Write each expression in the standard form for a complex number, a + bi.

1. [2(cos(π/20))+isin(π/20)]^5

2. [√1(cos(3π/14))+isin(3π/14)]^7

3. [√5(cos(5π/16))+isin(5π/16)]^4

4. [^3√7(cos(π/18))+isin(π/18)]^6

5. (1 + i)^5

6. (-√3+i)5

1 Answer

Relevance
  • (R * (cos(t) + i * sin(t)))^n = R^n * (cos(n * t) + i * sin(n * t)

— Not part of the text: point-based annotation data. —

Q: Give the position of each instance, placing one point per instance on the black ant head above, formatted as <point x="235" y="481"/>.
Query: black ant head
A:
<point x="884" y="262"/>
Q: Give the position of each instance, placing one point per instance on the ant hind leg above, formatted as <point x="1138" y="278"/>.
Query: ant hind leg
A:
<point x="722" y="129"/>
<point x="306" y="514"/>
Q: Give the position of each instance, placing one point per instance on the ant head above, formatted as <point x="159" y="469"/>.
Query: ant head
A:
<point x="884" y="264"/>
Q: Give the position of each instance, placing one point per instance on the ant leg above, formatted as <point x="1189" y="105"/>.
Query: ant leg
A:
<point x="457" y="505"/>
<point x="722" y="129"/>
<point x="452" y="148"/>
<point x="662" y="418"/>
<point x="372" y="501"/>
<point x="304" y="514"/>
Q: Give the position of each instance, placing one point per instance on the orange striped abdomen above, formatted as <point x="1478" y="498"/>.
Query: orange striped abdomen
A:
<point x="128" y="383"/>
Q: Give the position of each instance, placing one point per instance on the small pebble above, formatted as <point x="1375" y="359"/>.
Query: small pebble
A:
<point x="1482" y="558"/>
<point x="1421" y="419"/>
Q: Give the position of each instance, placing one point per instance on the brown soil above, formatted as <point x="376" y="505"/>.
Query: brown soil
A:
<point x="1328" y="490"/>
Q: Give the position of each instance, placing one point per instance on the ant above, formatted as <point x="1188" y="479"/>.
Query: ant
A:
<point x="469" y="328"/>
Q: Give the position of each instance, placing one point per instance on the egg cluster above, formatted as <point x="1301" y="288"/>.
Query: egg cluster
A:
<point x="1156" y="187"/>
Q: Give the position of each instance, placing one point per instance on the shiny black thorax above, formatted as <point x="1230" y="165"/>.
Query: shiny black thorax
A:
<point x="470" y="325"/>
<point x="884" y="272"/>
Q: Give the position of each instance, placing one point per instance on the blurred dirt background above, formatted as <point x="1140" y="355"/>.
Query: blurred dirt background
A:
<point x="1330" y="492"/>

    (2 * (cos(pi/20) + i * sin(pi/20)))^5 =>

    2^5 * (cos(5pi/20) + i * sin(5pi/20)) =>

    32 * (cos(pi/4) + i * sin(pi/4)) =>

    32 * (sqrt(2)/2) * (1 + i) =>

    16 * sqrt(2) * (1 + i) =>

    16 * sqrt(2) + 16 * sqrt(2) * i

    You can handle the next 3

    (-sqrt(3) + i)^5 =>

    (-sqrt(3) + i * 1)^5

    R * cos(t) = -sqrt(3)

    R * sin(t) = 1

    R^2 * cos(t)^2 + R^2 * sin(t)^2 = (-sqrt(3))^2 + 1^2

    R^2 * (cos(t)^2 + sin(t)^2) = 3 + 1

    R^2 * 1 = 4

    R^2 = 4

    R = -2 , 2

    Let's use R = 2

    (-sqrt(3) + i)^5 =>

    (2 * (-sqrt(3)/2 + i * (1/2))^5 =>

    2^5 * (-sqrt(3)/2 + i * (1/2))^5

    -sqrt(3)/2 = cos(t)

    t = arccos(-sqrt(3)/2)

    t = 5pi/6 , 7pi/6

    sin(t) = 1/2

    t = arcsin(1/2)

    t = pi/6 , 5pi/6

    The common angle is 5pi/6

    2^5 * (-sqrt(3)/2 + i * (1/2))^5 =>

    32 * (cos(5pi/6) + i * sin(5pi/6))^5 =>

    32 * (cos(25pi/6) + i * sin(25pi/6)) =>

    32 * (cos(2pi + pi/6) + i * sin(2pi + pi/6)) =>

    32 * (cos(pi/6) + i * sin(pi/6)) =>

    32 * (sqrt(3)/2 + i * 1/2) =>

    16 * sqrt(3) + 16 * i

    Now you can handle #5

    We're not doing your homework for you in one shot. It's 2 points for answering a single question and 10 points for best answer. Ask your questions one at a time from now on. That's just basic decency.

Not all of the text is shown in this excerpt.